As an example, consider the case of L’Oréal, who made digital marketing upskilling one of the key components of its digital transformation strategy. The company created a leadership development program for executives, which was designed to give them the tools and knowledge for the digital age. More importantly, it ensured that everyone in the company was aware of what was needed for the future, and prepared to get there.
“A clear, easy-to-memorize digital group strategy is now vocally championed by leadership across the company,” Chief Digital Officer Lubomira Rochet told Harvard Business Review.
They were not alone in their industry. Estée Lauder took a similar approach to their digital transformation, analyzing their existing assets, channels, and competitors to develop something unique and valuable to customers. They also recognized existing skills gaps, and sent management teams to BrainStation for digital skills training. The result is a much-lauded digital-first marketing approach that involves social media influencers; virtual reality makeup tests; and beauty consultants on Facebook.
Upskilling management gives leaders the insight they need into emerging fields like data science, UX design, development, machine learning, and blockchain.
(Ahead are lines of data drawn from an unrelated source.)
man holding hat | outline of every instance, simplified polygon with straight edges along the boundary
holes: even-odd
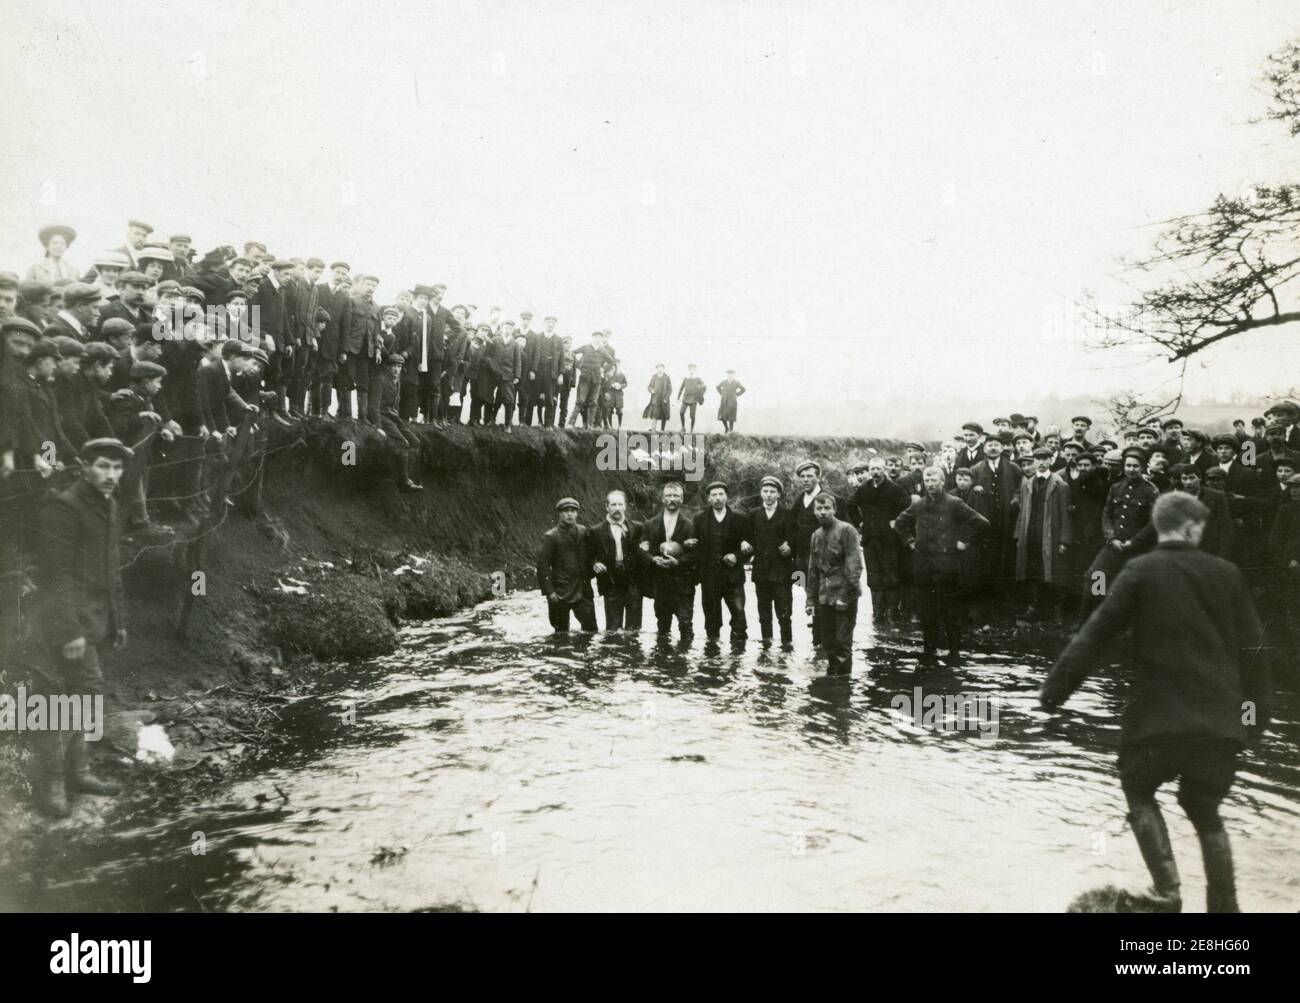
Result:
[[[1293,401],[1278,401],[1264,412],[1265,434],[1267,434],[1267,423],[1277,422],[1286,429],[1285,445],[1292,452],[1300,453],[1300,427],[1296,425],[1300,420],[1300,405]]]
[[[1074,435],[1070,437],[1070,441],[1079,444],[1079,452],[1086,453],[1092,449],[1092,443],[1088,441],[1088,433],[1092,431],[1092,419],[1086,414],[1078,414],[1070,419],[1070,425],[1074,428]]]
[[[402,366],[405,359],[400,352],[384,356],[384,380],[380,387],[379,434],[397,454],[397,490],[403,493],[423,491],[424,485],[411,479],[411,463],[420,455],[420,438],[406,423],[398,407],[402,392]]]
[[[375,303],[375,289],[379,279],[362,275],[352,287],[348,302],[348,328],[339,353],[339,417],[366,420],[370,401],[370,364],[375,357],[379,337],[379,307]],[[351,403],[351,391],[356,390],[356,405]]]
[[[542,537],[537,555],[537,584],[546,597],[546,611],[557,633],[569,630],[569,612],[584,631],[596,630],[596,605],[591,591],[592,554],[587,527],[578,522],[576,498],[555,503],[559,521]]]
[[[605,606],[606,630],[641,629],[641,527],[628,518],[627,495],[605,495],[605,518],[591,530],[591,570]]]
[[[131,326],[139,327],[141,324],[152,324],[153,318],[145,306],[145,291],[152,285],[145,276],[137,271],[123,272],[122,277],[117,280],[118,296],[117,299],[109,303],[99,313],[99,331],[100,337],[104,336],[104,324],[113,318],[128,321]],[[105,339],[107,340],[107,339]]]
[[[127,532],[149,539],[169,538],[174,533],[170,526],[149,518],[147,491],[155,439],[171,442],[175,438],[172,430],[164,425],[154,403],[166,375],[167,370],[156,362],[132,363],[130,391],[121,396],[114,395],[109,409],[114,434],[131,443],[135,453],[122,478]]]
[[[537,408],[538,423],[543,426],[555,424],[555,394],[559,385],[560,361],[564,356],[564,345],[555,332],[555,317],[546,317],[546,330],[538,335],[536,346],[526,360],[528,375],[533,381],[533,396],[528,412],[523,419],[529,425],[533,423],[531,407]]]
[[[167,250],[172,260],[163,268],[163,278],[173,279],[183,286],[193,285],[199,273],[190,263],[190,245],[193,240],[187,233],[175,233],[167,238]]]
[[[76,353],[74,345],[83,354],[74,375],[65,376],[60,372],[55,376],[55,397],[59,402],[63,431],[73,447],[80,451],[82,443],[89,439],[112,437],[113,426],[104,411],[104,401],[108,399],[105,388],[113,375],[117,351],[102,341],[82,345],[75,338],[66,340],[66,345],[62,339],[58,341],[59,351],[65,358]]]
[[[731,640],[748,637],[745,623],[745,561],[753,553],[747,539],[745,520],[727,506],[727,485],[713,481],[704,489],[708,508],[695,516],[692,537],[686,547],[695,549],[695,567],[700,581],[700,605],[704,609],[704,636],[716,641],[722,632],[722,607],[727,607]]]
[[[1286,489],[1290,500],[1278,509],[1268,543],[1283,613],[1282,657],[1294,667],[1300,658],[1300,473],[1286,479]]]
[[[827,673],[847,676],[853,671],[853,627],[862,595],[861,544],[858,531],[835,518],[834,495],[818,493],[813,510],[817,529],[808,542],[805,609],[821,624]]]
[[[881,457],[873,456],[867,461],[867,477],[853,493],[853,508],[861,530],[871,611],[881,623],[888,621],[898,601],[899,540],[894,532],[894,520],[911,503],[906,489],[889,479]]]
[[[973,470],[975,464],[984,459],[984,426],[978,421],[968,421],[961,427],[961,437],[966,445],[958,450],[953,469],[968,467]],[[871,580],[870,572],[867,573],[867,580]]]
[[[126,644],[114,493],[131,450],[117,439],[82,446],[81,477],[41,511],[37,623],[43,657],[34,689],[51,698],[104,696],[100,655]],[[84,731],[43,731],[36,741],[36,805],[51,818],[69,814],[71,792],[116,794],[90,771]]]
[[[1143,476],[1147,453],[1129,446],[1122,454],[1122,476],[1111,485],[1101,510],[1105,545],[1093,557],[1083,582],[1083,604],[1076,629],[1101,605],[1130,557],[1144,544],[1142,530],[1151,522],[1151,507],[1160,492]]]
[[[758,598],[758,625],[764,646],[772,643],[772,614],[781,630],[781,646],[794,641],[791,585],[794,581],[794,513],[781,504],[784,487],[768,474],[759,482],[761,504],[749,513],[745,538],[754,550],[754,592]]]

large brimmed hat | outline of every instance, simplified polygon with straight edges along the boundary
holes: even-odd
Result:
[[[41,227],[40,233],[41,246],[49,244],[52,237],[62,237],[67,243],[71,244],[77,239],[77,231],[70,226],[64,226],[62,223],[51,223],[49,226]]]

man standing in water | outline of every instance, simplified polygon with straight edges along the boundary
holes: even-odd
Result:
[[[679,481],[663,486],[663,511],[641,527],[641,551],[650,561],[648,584],[654,595],[660,634],[672,630],[673,617],[682,640],[695,636],[695,552],[691,519],[682,512],[685,492]]]
[[[627,517],[627,495],[605,495],[605,521],[591,531],[591,569],[605,604],[606,630],[641,629],[641,527]]]
[[[1232,786],[1237,755],[1267,720],[1263,630],[1241,571],[1198,549],[1208,515],[1201,501],[1180,491],[1156,500],[1156,549],[1133,558],[1115,578],[1040,695],[1046,709],[1060,707],[1105,664],[1112,644],[1131,638],[1134,675],[1121,722],[1119,775],[1155,887],[1145,896],[1125,893],[1121,902],[1130,909],[1182,909],[1178,865],[1155,799],[1162,784],[1177,779],[1178,803],[1201,843],[1207,911],[1239,911],[1219,803]]]
[[[126,644],[113,495],[132,455],[117,439],[91,439],[81,447],[81,479],[53,495],[41,512],[39,619],[45,657],[34,684],[46,697],[91,697],[102,706],[100,650]],[[117,784],[91,774],[84,731],[37,733],[36,762],[36,804],[51,818],[68,817],[70,792],[118,791]]]
[[[537,555],[537,584],[546,596],[547,613],[556,631],[568,631],[570,610],[577,617],[579,627],[595,631],[596,604],[591,592],[587,527],[578,522],[577,499],[561,498],[555,503],[555,511],[560,514],[560,521],[542,537],[542,550]]]
[[[745,622],[745,558],[753,552],[745,520],[727,507],[727,485],[714,481],[705,490],[709,507],[695,517],[699,540],[695,567],[700,579],[704,633],[715,641],[722,633],[722,607],[727,607],[731,639],[743,641]],[[690,544],[687,544],[690,547]]]
[[[862,551],[858,531],[835,518],[835,496],[822,492],[813,502],[818,528],[809,541],[808,612],[821,623],[830,675],[853,671],[853,627],[862,595]]]

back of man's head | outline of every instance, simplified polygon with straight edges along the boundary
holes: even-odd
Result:
[[[1199,498],[1184,491],[1170,491],[1156,499],[1151,521],[1161,536],[1179,533],[1188,523],[1205,522],[1210,510]]]

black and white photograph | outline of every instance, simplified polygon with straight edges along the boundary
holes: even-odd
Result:
[[[1281,968],[1300,8],[3,22],[17,967],[839,914]]]

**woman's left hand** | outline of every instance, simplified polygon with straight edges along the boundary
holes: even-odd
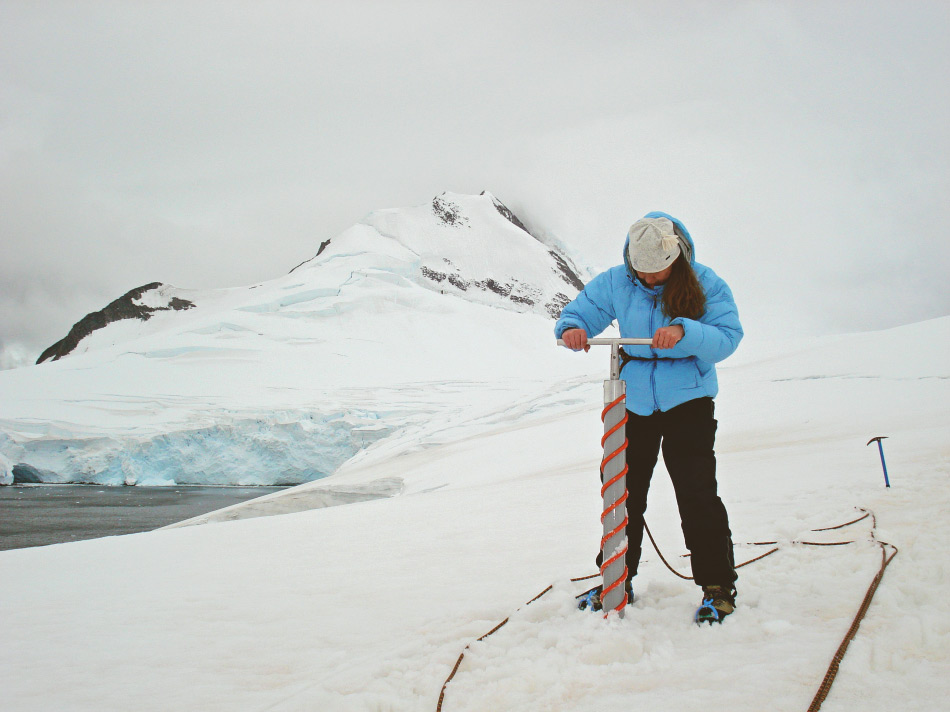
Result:
[[[679,324],[661,326],[653,335],[653,348],[671,349],[683,339],[685,334],[686,330]]]

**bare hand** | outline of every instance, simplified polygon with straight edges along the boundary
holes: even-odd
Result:
[[[661,326],[653,335],[653,348],[671,349],[680,341],[682,341],[685,334],[686,330],[679,324],[674,324],[673,326]]]
[[[568,329],[561,334],[564,345],[571,351],[590,351],[590,345],[587,343],[587,332],[583,329]]]

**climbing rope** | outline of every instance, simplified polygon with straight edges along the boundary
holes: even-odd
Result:
[[[834,527],[824,527],[822,529],[812,529],[812,531],[813,532],[830,532],[833,529],[842,529],[851,524],[856,524],[860,521],[864,521],[865,519],[868,518],[868,516],[869,514],[865,514],[863,517],[859,517],[858,519],[855,519],[850,522],[845,522],[844,524],[838,524],[837,526],[834,526]],[[653,532],[650,531],[650,527],[647,526],[646,521],[643,522],[643,529],[647,533],[647,536],[650,538],[650,543],[653,545],[654,551],[656,551],[657,555],[660,557],[660,561],[663,562],[666,568],[669,569],[669,571],[675,576],[679,576],[681,579],[685,579],[686,581],[692,581],[693,580],[692,576],[686,576],[685,574],[681,574],[679,571],[677,571],[670,565],[669,561],[666,560],[666,557],[663,556],[663,552],[660,551],[660,547],[657,546],[656,539],[653,538]],[[789,543],[798,544],[800,546],[844,546],[846,544],[853,544],[854,540],[852,539],[850,541],[790,541]],[[752,541],[748,543],[749,546],[775,546],[777,544],[778,544],[777,541]],[[754,559],[749,559],[748,561],[743,561],[741,564],[736,564],[736,568],[741,569],[743,566],[748,566],[749,564],[755,563],[756,561],[764,559],[766,556],[771,556],[778,550],[779,550],[779,547],[775,546],[775,548],[772,549],[771,551],[767,551],[760,556],[756,556]],[[690,555],[683,554],[683,556],[688,557]]]
[[[877,587],[881,585],[881,580],[884,578],[884,570],[888,567],[891,561],[894,560],[894,557],[897,556],[898,548],[893,544],[888,544],[885,541],[879,541],[877,534],[877,517],[874,514],[866,509],[862,509],[862,512],[866,512],[864,517],[861,519],[866,519],[868,516],[871,517],[871,539],[881,547],[881,568],[878,570],[877,575],[871,581],[871,585],[868,587],[867,593],[864,594],[864,600],[861,601],[861,606],[858,608],[858,612],[854,616],[854,620],[851,621],[851,627],[848,628],[848,632],[844,636],[844,640],[841,641],[841,645],[838,646],[838,649],[835,651],[834,656],[831,658],[831,663],[828,665],[828,671],[825,673],[824,679],[821,681],[821,685],[818,686],[818,692],[815,693],[814,699],[811,701],[811,705],[808,706],[808,712],[818,712],[821,709],[821,704],[825,701],[825,698],[828,697],[828,693],[831,691],[831,686],[834,684],[835,677],[838,675],[838,668],[841,666],[841,660],[844,658],[844,654],[848,651],[848,646],[851,645],[851,641],[854,640],[854,636],[858,633],[858,626],[861,625],[861,621],[864,620],[864,616],[868,612],[868,608],[871,607],[871,599],[874,598],[874,594],[877,592]],[[817,531],[817,530],[816,530]],[[891,549],[890,555],[888,555],[888,549]]]
[[[665,556],[663,556],[663,552],[660,551],[660,547],[657,546],[657,544],[656,544],[656,539],[653,538],[653,532],[650,531],[650,527],[647,526],[647,523],[646,523],[645,521],[643,522],[643,529],[646,531],[647,536],[650,537],[650,543],[653,545],[654,551],[656,551],[657,555],[660,557],[660,561],[663,562],[663,564],[666,566],[666,568],[669,569],[675,576],[679,576],[681,579],[685,579],[686,581],[692,581],[692,580],[693,580],[693,577],[692,577],[692,576],[687,576],[686,574],[681,574],[679,571],[677,571],[677,570],[674,569],[672,566],[670,566],[670,562],[666,560],[666,557],[665,557]],[[769,544],[777,544],[778,542],[771,541],[771,542],[767,542],[767,543],[769,543]],[[778,547],[777,547],[777,546],[776,546],[774,549],[772,549],[771,551],[766,551],[766,552],[765,552],[764,554],[762,554],[761,556],[756,556],[754,559],[749,559],[748,561],[743,561],[741,564],[736,564],[736,568],[737,568],[737,569],[741,569],[743,566],[748,566],[749,564],[754,563],[754,562],[756,562],[756,561],[759,561],[760,559],[764,559],[766,556],[771,556],[771,555],[774,554],[776,551],[778,551]]]
[[[868,517],[871,517],[871,522],[872,522],[871,539],[881,547],[882,560],[881,560],[881,568],[877,572],[877,575],[874,577],[874,580],[871,581],[871,585],[868,588],[867,593],[864,595],[864,600],[862,601],[861,606],[858,609],[858,612],[851,623],[851,627],[848,629],[848,632],[845,634],[844,640],[841,641],[841,645],[838,646],[838,650],[835,652],[834,656],[832,657],[831,664],[828,666],[828,671],[825,673],[825,677],[822,680],[821,685],[818,687],[818,692],[815,694],[815,697],[812,700],[811,705],[809,706],[807,712],[818,712],[818,710],[821,708],[822,702],[824,702],[825,698],[828,696],[828,693],[831,690],[831,685],[834,683],[835,677],[838,674],[838,668],[841,665],[841,660],[844,658],[845,652],[847,652],[848,646],[851,644],[851,641],[854,639],[855,635],[857,635],[858,626],[860,626],[861,621],[864,619],[864,616],[867,614],[868,609],[871,606],[871,599],[874,598],[874,594],[877,591],[877,588],[880,585],[881,580],[884,578],[884,570],[887,568],[888,564],[891,563],[894,557],[897,556],[898,549],[896,546],[894,546],[893,544],[888,544],[886,542],[879,541],[877,539],[876,537],[877,518],[874,516],[874,514],[866,509],[858,508],[858,510],[861,512],[864,512],[865,513],[864,516],[858,517],[857,519],[854,519],[850,522],[845,522],[844,524],[837,524],[833,527],[823,527],[821,529],[812,529],[813,532],[826,532],[826,531],[833,531],[836,529],[843,529],[844,527],[850,526],[852,524],[857,524],[858,522],[864,521]],[[663,556],[663,552],[660,551],[660,547],[657,546],[656,540],[653,538],[653,534],[650,532],[650,528],[647,526],[645,521],[643,523],[643,527],[646,530],[647,536],[650,537],[650,543],[653,545],[653,549],[656,551],[657,555],[660,557],[660,560],[666,565],[666,568],[669,569],[676,576],[680,577],[681,579],[692,581],[693,580],[692,576],[686,576],[684,574],[681,574],[672,566],[670,566],[669,562]],[[845,544],[853,544],[854,541],[836,541],[836,542],[793,541],[790,543],[799,544],[803,546],[842,546]],[[767,556],[771,556],[772,554],[774,554],[775,552],[779,550],[779,547],[777,546],[777,544],[778,542],[776,541],[752,542],[751,543],[752,546],[771,546],[771,545],[776,545],[776,546],[774,546],[774,548],[771,549],[770,551],[767,551],[764,554],[761,554],[760,556],[756,556],[755,558],[749,559],[748,561],[744,561],[741,564],[736,565],[736,568],[739,569],[739,568],[742,568],[743,566],[748,566],[749,564],[752,564],[756,561],[760,561]],[[890,547],[890,549],[893,550],[890,552],[889,556],[888,556],[888,547]],[[589,576],[580,576],[578,578],[572,578],[571,583],[577,583],[579,581],[587,581],[593,578],[597,578],[600,575],[601,574],[591,574]],[[537,596],[532,598],[530,601],[528,601],[524,605],[530,606],[532,603],[534,603],[535,601],[543,597],[553,588],[554,588],[553,585],[548,586],[546,589],[541,591],[541,593],[539,593]],[[521,610],[521,609],[519,608],[518,610]],[[474,643],[481,642],[485,640],[486,638],[488,638],[489,636],[497,633],[508,623],[509,620],[511,620],[511,616],[509,616],[508,618],[505,618],[505,620],[503,620],[501,623],[496,625],[490,631],[488,631],[483,636],[481,636],[480,638],[478,638],[477,640],[473,642]],[[452,668],[452,672],[449,673],[449,676],[445,679],[445,682],[442,684],[442,690],[439,693],[439,703],[436,706],[436,712],[442,712],[442,704],[445,701],[445,690],[448,687],[449,683],[452,682],[453,678],[455,678],[455,675],[458,673],[459,668],[462,665],[462,660],[465,658],[465,653],[469,650],[469,648],[471,648],[471,646],[472,646],[472,643],[469,643],[468,645],[465,646],[461,654],[458,656],[458,660],[455,661],[455,666]]]
[[[844,529],[845,527],[850,527],[852,524],[857,524],[858,522],[863,522],[865,519],[867,519],[868,517],[871,516],[871,513],[870,513],[869,511],[867,511],[866,509],[860,509],[860,508],[859,508],[858,511],[864,512],[864,516],[858,517],[857,519],[852,519],[850,522],[845,522],[844,524],[838,524],[837,526],[833,526],[833,527],[824,527],[823,529],[812,529],[812,531],[813,531],[813,532],[830,532],[830,531],[832,531],[833,529]],[[877,527],[877,519],[872,519],[871,521],[874,522],[874,527]],[[873,532],[874,532],[874,529],[873,529],[873,528],[872,528],[871,532],[872,532],[872,535],[873,535]]]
This ultimately is a boon to companies as a whole, taking a lot of guesswork out of long-term strategy and recruitment.
“Industries that have management with an understanding of how to use (technical) skillset(s) in a meaningful way will gain a competitive advantage,” the World Economic Forum wrote.
Make Reskilling a Part of Your Culture
Reskilling not only makes sense financially, but also contributes to a culture of learning, which can pay dividends on the employee retention front. Data from Culture Amp shows that people who believe their job contributes to their development are 21 percent more likely to stay with their current employers.
Much of this is down to the anxiety felt by employees in the face of digital transformation initiatives. According to a study by Microsoft: 49 percent of employees fear change when digital transformation initiatives are introduced; 39 percent feel anxious when new technology is introduced; and 59 percent are concerned about their job security when a company starts to automate. Reskilling can be a great tool to mitigate this last point, as it demonstrates to employees that you value their contribution and experience enough to develop their skills for the future.
For example, consider the case of global travel and tourism industry IT supplier Amadeus. The company determined that the use of chatbots would improve the company’s customer service support function by automating a chunk of the process. Taking this step, however, could have led to significant job losses among the company’s support staff. Instead of laying off staff, though, Amadeus identified displaced employees as candidates for reskilling, and then moved affected employees into new roles, which boosted overall productivity and likely increased employee loyalty.
If you are considering a similar plan of action, the Microsoft study offered a number of suggestions for both companies and managers, including:
- Emphasizing collaborative potential of new digital technologies
- Giving people a chance to experience new technologies
- Clarifying how new technologies will fit in the organization
- Establishing a culture of continuous improvement and innovation
The World Economic Forum report also recommends rotating digital experts in and out of different project teams, and asking them to provide on-the-job training to their colleagues.
“During this process, (digital experts) may also identify high-potential employees suitable for a combination of targeted reskilling, shadowing and mentoring in order to develop more of this talent internally,” the report wrote.